Orders in Support of Foreign Proceedings - Part 4 Chapter 13 - The Practice of International Litigation - 2nd Edition
Lawrence W. Newman has been a partner in the New York office of Baker & McKenzie since 1971, when, together with the late Professor Henry deVries, he founded the litigation department in that office. He is the author/editor of 4 works on international litigation/arbitration.
Michael Burrows, Formerly, Of Counsel, Baker & McKenzie, New York.
Pursuit of relief against defendants doing business in various countries around the world often involves the issuance by courts of orders that have transnational impact. Thus, in recent years, English courts have become accustomed to issuing orders (at one time known as “worldwide Mareva injunctions”) under which defendants subject to their jurisdiction are enjoined from transferring their assets, regardless of where in the world those assets are located.

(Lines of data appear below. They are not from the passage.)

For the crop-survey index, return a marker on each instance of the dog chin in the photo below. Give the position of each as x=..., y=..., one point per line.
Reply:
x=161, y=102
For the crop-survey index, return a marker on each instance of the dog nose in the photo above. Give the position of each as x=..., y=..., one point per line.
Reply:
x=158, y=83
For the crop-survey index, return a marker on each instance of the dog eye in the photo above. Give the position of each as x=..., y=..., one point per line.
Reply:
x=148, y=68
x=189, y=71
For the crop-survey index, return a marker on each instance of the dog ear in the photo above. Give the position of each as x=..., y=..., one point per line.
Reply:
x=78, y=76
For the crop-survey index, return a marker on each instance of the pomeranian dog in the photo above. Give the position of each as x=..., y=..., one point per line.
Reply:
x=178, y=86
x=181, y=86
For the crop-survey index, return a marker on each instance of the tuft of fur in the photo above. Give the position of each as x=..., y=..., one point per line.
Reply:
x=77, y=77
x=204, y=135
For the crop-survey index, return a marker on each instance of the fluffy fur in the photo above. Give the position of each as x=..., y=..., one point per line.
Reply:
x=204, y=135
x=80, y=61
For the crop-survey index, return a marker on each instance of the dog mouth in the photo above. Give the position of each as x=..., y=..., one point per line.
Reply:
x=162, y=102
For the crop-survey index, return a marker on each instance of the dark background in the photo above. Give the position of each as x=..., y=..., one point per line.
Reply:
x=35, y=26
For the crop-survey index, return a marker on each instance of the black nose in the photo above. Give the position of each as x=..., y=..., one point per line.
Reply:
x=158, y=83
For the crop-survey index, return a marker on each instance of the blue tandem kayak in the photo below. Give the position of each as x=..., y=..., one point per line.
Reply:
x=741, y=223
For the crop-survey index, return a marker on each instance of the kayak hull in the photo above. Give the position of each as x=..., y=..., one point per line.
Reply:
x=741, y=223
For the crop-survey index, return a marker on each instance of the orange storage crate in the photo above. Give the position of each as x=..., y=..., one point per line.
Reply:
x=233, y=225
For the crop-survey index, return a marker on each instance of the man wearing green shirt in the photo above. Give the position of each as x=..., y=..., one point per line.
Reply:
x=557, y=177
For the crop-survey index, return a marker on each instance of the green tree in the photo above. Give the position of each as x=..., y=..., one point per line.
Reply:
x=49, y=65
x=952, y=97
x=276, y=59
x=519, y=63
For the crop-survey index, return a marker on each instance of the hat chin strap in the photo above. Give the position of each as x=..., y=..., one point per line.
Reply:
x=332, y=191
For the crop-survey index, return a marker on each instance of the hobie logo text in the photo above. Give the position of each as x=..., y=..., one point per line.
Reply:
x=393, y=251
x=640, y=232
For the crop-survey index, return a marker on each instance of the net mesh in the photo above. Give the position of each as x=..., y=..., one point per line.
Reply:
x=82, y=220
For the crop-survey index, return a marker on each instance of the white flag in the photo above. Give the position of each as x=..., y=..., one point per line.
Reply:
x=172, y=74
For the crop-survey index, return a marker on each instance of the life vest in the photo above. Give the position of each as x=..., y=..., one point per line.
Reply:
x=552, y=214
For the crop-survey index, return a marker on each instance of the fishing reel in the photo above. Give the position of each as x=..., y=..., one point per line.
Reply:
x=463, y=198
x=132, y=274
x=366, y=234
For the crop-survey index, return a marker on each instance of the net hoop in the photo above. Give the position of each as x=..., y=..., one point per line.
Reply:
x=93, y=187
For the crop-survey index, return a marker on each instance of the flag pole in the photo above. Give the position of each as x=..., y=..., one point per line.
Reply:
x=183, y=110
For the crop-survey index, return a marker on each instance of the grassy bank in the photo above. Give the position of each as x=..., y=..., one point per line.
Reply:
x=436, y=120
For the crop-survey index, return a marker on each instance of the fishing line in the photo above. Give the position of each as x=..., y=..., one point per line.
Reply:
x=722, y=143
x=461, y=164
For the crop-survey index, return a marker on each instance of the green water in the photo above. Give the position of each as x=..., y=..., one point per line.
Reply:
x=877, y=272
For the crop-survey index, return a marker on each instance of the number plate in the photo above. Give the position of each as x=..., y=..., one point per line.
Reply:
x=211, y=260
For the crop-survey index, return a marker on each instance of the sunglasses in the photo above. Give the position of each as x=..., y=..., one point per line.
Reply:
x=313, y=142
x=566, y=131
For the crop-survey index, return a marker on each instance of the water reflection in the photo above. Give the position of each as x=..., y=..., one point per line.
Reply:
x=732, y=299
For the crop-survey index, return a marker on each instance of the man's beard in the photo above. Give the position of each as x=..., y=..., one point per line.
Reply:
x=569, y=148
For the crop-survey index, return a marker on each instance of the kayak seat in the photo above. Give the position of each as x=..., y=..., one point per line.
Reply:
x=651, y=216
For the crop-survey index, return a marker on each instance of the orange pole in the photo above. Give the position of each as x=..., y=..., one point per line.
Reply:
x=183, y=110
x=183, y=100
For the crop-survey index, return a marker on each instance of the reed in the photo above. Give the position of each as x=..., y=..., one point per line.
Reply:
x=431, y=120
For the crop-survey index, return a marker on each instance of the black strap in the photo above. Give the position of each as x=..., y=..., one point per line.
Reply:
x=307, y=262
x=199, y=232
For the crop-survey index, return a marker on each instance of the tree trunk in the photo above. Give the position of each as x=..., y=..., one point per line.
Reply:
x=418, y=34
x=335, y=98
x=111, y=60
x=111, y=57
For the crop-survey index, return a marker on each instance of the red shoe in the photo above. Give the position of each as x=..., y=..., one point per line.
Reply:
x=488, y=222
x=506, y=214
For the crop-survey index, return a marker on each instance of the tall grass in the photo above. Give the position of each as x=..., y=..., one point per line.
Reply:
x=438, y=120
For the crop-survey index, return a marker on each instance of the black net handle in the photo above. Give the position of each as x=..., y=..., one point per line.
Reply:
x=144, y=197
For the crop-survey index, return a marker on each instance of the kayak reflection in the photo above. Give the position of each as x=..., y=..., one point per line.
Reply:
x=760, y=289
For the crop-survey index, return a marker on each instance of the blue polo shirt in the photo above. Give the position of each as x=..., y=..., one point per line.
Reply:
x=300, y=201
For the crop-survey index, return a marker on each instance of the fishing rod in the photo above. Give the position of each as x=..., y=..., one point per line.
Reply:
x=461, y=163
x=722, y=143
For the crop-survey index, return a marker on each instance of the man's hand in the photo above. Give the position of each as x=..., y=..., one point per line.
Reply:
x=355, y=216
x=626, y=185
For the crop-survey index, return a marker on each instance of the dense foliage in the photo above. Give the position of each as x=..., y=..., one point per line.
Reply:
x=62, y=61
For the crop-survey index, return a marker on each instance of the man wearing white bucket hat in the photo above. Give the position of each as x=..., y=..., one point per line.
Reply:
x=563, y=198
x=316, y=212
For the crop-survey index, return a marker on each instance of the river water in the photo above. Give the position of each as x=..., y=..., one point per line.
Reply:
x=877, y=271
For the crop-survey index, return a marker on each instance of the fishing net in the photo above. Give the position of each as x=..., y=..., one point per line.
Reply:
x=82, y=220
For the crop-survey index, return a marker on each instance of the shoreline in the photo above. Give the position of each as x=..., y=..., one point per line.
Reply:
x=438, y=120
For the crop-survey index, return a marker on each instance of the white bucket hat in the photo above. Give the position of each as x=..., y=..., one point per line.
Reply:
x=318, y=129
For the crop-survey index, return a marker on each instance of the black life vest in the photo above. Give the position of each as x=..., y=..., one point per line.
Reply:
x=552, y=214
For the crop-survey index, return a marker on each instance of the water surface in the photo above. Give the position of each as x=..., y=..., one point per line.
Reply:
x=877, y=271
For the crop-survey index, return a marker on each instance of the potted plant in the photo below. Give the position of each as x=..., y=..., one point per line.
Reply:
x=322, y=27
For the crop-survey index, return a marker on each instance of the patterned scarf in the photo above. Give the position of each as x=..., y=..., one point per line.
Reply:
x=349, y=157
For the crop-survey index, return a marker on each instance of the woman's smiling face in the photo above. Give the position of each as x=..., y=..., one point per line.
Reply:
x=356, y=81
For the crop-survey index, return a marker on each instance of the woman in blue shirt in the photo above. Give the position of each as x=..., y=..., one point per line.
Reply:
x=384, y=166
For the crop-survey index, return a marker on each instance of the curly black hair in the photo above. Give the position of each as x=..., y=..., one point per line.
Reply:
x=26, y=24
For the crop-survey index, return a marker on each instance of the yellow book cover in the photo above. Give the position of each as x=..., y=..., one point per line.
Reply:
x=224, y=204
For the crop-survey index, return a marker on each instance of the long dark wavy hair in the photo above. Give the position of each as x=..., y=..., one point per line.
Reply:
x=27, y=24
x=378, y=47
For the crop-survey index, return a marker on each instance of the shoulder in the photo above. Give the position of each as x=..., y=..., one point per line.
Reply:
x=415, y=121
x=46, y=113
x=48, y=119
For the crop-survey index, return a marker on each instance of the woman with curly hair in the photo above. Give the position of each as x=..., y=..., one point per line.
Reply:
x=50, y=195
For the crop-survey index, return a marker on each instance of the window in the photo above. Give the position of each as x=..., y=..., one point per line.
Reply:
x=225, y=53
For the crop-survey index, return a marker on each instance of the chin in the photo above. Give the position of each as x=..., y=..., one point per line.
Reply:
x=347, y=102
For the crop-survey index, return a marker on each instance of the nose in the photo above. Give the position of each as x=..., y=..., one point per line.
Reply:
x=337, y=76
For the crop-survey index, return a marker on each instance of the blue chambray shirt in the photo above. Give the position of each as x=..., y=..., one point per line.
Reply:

However, if proceedings are taking place in one country (the “originating country”) when a defendant is based in another country (the “receiving country”), a freezing order from the originating country, even if it is expressed to be worldwide in scope, will be of only limited practical importance. The originating country courts may have little power to enforce their “worldwide” orders and rely on the courts of the receiving country to issue orders directed to persons in that country in support of the originating country proceedings. In their role as courts of a receiving country, the English courts have, in recent years, been given greater authority to provide assistance to foreign tribunals by granting orders with respect to defendants’ assets, even though, for jurisdictional reasons, no substantive proceedings are brought, or could be brought, in England.
In the United States, this kind of receiving-country assistance, in the form of ancillary injunctions and similar kinds of orders, is allowed under Article 304 of the Bankruptcy Code with respect to applications by representatives of foreign bankrupt estates. It is by no means certain, however, that such orders are commonly available in the United States, especially in litigation not involving bankruptcy. Since the availability of such relief can have a significant effect on the utility of litigation in a foreign country, it is one of the issues that it is important to consider when multinational litigation is expected.
The English Experience
Under Section 25 of the English Civil Jurisdiction and Judgments Act 1982 (the “1982 Act”), an English court may grant “interim relief” with respect to cases in courts other than the courts of England and Wales. Indeed, such relief may be obtained in the English courts even though they may have no jurisdiction on the underlying claims. The 1982 Act reversed the effect of a decision of the House of Lords in The Siskina  AC 210, which held that injunctions or attachments could not be granted by English courts unless they had jurisdiction over the underlying claim.
Although Mareva-type relief is now available in England regardless of where the proceedings on the merits are pending, the 1982 Act permits courts to refuse to grant this relief if, in its opinion, the fact that the court has no jurisdiction apart from Section 25 in relation to the subject matter of the proceedings makes it “inexpedient” for the court to grant such relief.